‘Luminosity’ artists exploring options in copyright issues with Disney and IBM

Calgary-based artists Caitlind r.c. Brown and Wayne Garrett are creating an interactive outdoor light sculpture that will be exhibited at Triangle Park Feb. 21-March 31 as part of the Lexington Art League's exhibit of light-based art, "Luminosity." This photo was taken at Bluegrass Community and Technical College, where the sculpture is being assembled, Jan. 17, 2014. Photo by Rich Copley | staff.

Calgary-based artists Caitlind r.c. Brown and Wayne Garrett are creating an interactive outdoor light sculpture that will be exhibited at Triangle Park Feb. 21-March 31 as part of the Lexington Art League’s exhibit of light-based art, “Luminosity.” Herald-Leader staff photo by Rich Copley.

Calgary artists Caitlind r.c. Brown and Wayne Garrett, who have created the New Moon sculpture that will go on display at Triangle Park next Friday, are making headlines back home in Canada for copyright concerns with Disney and IBM.

At issue is the similarity between new advertisements for the multinational corporations and an iconic photograph by David Wong of the original Cloud sculpture that launched the couple’s work with incandescent light bulbs. The photo shows people standing under Cloud looking up in wonder at the light bulbs and pulling on the strings that turn lights in portions of the sculpture on and off.

'Cloud' on display at the Nuit Blanche Calgary festival in 2012. Photo by Doug Wong.

‘Cloud’ on display at the Nuit Blanche Calgary festival in 2012. Photo by Doug Wong.

It looks a lot like an image atop the website for the Disney Institute, that features people pulling strings on a lightbulb sculpture that spells out “D’Think” and a New Year’s video greeting from IBM (below) that features people pulling strings to illuminate a light bulb sculpture of a logo.

In each instance, the similarities to Cloud and Wong’s photograph are inescapable.

The situation has been covered by the Canadian Broadcasting Company and Canada’s Metro newspapers. Garrett and Brown say they would like to think the duplicates are honest mistakes but say that the images of Cloud, which has also been displayed in Moscow, Prague and the Netherlands, are fairly pervasive on the Internet, particularly if you Google “light bulb art.”

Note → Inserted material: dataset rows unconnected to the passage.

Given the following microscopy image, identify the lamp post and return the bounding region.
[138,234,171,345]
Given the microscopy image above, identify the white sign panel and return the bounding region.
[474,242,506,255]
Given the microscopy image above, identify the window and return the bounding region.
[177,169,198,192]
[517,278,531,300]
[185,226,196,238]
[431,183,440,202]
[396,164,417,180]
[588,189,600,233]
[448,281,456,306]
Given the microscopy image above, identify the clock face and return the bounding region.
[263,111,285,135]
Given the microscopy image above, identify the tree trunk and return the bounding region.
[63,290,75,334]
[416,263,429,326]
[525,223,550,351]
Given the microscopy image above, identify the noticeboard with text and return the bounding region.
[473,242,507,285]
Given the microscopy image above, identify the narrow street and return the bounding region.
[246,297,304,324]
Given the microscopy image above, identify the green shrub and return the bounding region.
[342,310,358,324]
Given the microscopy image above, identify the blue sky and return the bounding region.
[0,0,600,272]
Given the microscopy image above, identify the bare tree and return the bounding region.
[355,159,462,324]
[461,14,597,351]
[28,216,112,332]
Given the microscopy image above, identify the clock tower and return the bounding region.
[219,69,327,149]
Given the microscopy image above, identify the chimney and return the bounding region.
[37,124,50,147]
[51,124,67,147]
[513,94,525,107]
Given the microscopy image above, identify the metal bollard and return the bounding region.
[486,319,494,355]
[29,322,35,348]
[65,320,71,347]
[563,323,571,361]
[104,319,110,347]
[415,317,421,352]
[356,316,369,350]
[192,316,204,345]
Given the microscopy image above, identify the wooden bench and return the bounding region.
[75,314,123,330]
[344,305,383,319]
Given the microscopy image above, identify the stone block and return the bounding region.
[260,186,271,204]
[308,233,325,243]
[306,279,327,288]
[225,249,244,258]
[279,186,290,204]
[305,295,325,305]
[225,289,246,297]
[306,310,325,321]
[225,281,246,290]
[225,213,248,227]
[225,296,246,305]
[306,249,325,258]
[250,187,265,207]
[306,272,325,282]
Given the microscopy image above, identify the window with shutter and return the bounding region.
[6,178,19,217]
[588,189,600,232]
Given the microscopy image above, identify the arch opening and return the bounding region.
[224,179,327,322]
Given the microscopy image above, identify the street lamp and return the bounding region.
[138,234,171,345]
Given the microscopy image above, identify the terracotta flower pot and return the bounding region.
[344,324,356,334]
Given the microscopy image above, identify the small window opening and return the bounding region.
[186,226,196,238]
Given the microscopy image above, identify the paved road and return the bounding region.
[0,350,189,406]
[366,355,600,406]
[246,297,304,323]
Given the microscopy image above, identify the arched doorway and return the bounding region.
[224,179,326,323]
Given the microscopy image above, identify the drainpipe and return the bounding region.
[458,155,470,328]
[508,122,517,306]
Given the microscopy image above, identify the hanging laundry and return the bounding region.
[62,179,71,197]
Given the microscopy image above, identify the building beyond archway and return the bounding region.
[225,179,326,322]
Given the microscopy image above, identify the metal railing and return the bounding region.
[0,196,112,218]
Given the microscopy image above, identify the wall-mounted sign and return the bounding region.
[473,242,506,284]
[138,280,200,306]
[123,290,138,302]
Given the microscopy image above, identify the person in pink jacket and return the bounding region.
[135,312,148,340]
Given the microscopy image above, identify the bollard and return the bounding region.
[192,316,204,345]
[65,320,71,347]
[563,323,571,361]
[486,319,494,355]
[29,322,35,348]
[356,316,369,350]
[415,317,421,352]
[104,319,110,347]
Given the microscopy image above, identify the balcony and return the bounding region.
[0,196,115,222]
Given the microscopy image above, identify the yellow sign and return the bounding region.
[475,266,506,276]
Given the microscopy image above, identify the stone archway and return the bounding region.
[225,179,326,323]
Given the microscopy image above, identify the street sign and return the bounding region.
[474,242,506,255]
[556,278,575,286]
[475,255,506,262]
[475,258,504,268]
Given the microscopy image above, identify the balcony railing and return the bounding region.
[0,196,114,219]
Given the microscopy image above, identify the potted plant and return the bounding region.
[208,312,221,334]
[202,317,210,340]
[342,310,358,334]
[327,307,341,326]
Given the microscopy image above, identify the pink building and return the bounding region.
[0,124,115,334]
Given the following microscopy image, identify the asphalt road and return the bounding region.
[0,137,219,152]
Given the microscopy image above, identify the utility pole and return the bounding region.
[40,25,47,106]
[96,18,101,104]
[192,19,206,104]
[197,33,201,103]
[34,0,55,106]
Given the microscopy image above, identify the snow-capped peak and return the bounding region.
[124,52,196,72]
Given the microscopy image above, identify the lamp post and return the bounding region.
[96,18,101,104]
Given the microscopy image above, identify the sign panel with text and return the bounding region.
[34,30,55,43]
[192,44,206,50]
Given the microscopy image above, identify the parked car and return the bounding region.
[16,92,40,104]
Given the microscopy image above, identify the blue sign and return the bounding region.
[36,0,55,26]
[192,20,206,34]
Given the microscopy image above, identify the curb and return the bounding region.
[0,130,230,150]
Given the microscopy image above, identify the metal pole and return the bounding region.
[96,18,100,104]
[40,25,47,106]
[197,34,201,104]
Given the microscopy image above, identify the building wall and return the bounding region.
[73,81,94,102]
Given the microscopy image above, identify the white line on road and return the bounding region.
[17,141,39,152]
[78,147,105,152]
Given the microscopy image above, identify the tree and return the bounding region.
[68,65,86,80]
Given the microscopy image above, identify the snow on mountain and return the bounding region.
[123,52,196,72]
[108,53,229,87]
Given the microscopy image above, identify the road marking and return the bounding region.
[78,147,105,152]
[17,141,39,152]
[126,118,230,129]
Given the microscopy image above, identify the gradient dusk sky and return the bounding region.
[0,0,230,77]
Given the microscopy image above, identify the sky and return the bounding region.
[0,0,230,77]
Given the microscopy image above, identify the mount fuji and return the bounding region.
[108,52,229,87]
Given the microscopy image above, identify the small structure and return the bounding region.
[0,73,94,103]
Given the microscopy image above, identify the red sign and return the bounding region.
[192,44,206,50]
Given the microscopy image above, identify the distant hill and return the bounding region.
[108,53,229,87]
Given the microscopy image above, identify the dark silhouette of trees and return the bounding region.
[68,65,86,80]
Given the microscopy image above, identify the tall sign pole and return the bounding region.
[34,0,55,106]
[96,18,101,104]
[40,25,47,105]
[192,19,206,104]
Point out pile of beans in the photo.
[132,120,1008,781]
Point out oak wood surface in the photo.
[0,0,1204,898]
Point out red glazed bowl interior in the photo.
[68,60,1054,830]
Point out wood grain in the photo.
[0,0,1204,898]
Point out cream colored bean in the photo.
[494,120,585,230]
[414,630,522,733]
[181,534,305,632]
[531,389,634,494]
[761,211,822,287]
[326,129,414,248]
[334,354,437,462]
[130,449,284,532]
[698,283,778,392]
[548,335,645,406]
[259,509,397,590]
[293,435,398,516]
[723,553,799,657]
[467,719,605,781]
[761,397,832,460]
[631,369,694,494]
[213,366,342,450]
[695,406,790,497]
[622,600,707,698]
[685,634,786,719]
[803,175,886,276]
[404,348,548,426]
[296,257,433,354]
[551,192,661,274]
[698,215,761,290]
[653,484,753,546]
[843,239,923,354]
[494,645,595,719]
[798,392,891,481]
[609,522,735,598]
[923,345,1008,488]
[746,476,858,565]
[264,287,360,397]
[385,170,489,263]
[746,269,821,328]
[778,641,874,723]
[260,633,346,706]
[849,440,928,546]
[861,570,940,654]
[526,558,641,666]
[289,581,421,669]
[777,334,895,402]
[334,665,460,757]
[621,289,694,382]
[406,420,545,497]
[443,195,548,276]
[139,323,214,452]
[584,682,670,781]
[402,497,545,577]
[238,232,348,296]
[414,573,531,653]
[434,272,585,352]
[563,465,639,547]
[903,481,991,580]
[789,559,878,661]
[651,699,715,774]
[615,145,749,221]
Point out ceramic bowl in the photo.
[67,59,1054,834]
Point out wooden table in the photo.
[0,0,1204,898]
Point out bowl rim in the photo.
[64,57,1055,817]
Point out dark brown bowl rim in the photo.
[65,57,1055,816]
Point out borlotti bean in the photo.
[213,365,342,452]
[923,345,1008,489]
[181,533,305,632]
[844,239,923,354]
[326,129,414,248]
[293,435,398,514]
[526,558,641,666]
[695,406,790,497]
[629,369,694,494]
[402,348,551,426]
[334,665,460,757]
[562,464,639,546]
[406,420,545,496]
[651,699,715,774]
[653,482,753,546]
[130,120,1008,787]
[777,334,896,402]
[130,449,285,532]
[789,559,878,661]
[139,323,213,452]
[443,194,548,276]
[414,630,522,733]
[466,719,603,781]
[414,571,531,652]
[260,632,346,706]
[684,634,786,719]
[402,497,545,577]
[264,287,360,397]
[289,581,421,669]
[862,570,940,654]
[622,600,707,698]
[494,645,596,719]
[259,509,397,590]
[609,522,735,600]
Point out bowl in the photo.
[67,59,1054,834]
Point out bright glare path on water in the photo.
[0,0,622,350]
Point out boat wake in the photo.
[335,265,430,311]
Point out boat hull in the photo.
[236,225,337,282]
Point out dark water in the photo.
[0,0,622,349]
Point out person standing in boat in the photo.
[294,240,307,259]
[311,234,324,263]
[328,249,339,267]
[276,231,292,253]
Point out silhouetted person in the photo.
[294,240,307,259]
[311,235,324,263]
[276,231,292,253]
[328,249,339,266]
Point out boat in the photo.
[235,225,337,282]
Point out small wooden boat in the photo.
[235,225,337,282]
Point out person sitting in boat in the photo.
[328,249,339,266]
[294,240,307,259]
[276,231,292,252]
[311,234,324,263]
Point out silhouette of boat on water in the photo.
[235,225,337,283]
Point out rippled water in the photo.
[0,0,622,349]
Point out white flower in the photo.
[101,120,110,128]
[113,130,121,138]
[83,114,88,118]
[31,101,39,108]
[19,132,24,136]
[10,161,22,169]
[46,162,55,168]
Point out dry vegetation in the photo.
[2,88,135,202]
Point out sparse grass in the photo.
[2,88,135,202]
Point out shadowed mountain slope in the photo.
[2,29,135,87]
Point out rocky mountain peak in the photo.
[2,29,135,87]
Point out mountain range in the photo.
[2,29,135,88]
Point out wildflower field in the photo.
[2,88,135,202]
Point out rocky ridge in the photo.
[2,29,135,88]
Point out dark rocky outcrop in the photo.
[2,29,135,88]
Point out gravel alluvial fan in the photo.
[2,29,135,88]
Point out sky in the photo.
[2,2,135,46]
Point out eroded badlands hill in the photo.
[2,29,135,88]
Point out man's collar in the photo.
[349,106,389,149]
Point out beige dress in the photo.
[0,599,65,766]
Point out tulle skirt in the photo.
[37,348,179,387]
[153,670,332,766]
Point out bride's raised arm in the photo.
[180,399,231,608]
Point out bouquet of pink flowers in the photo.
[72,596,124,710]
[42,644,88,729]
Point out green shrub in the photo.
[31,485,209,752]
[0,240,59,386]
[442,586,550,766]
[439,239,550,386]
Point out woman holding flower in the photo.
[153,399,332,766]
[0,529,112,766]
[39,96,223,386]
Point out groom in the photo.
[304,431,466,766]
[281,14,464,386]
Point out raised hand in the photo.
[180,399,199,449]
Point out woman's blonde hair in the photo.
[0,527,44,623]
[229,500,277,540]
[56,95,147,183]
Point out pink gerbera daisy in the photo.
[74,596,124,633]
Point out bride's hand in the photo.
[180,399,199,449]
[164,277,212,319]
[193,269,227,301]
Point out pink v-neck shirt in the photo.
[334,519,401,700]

“Right now what we’re most interested in is discovering what sorts of rights we have and exploring this issue a little bit further,” Brown said to the CBC from Lexington, where they are working on another sculpture for the indoor portion of the Lexington Art League‘s  Luminosity exhibit, which will open Feb. 28 at the Loudoun House.

“More than anything, we feel like we have a responsibility to our community and to ourselves as artists to just sort of discover what sort of action we could take if this were to happen again or if for some reason this were to escalate.”

Metro quoted an IBM spokesperson saying the company has used light bulb art in its “Smarter Cities” campaign since 2008 and the light bulb as a marketing element since the 1940s. Disney did not comment.

New Moon is a 20-foot sculpture of metal and incandescent bulbs that will go on display in Triangle Park Feb. 21. Its interactive element will be a turnstile that viewers can use to create various phases of the moon. A portion of the sculpture was unveiled last month at the Lexington Art League’s annual Art Ball.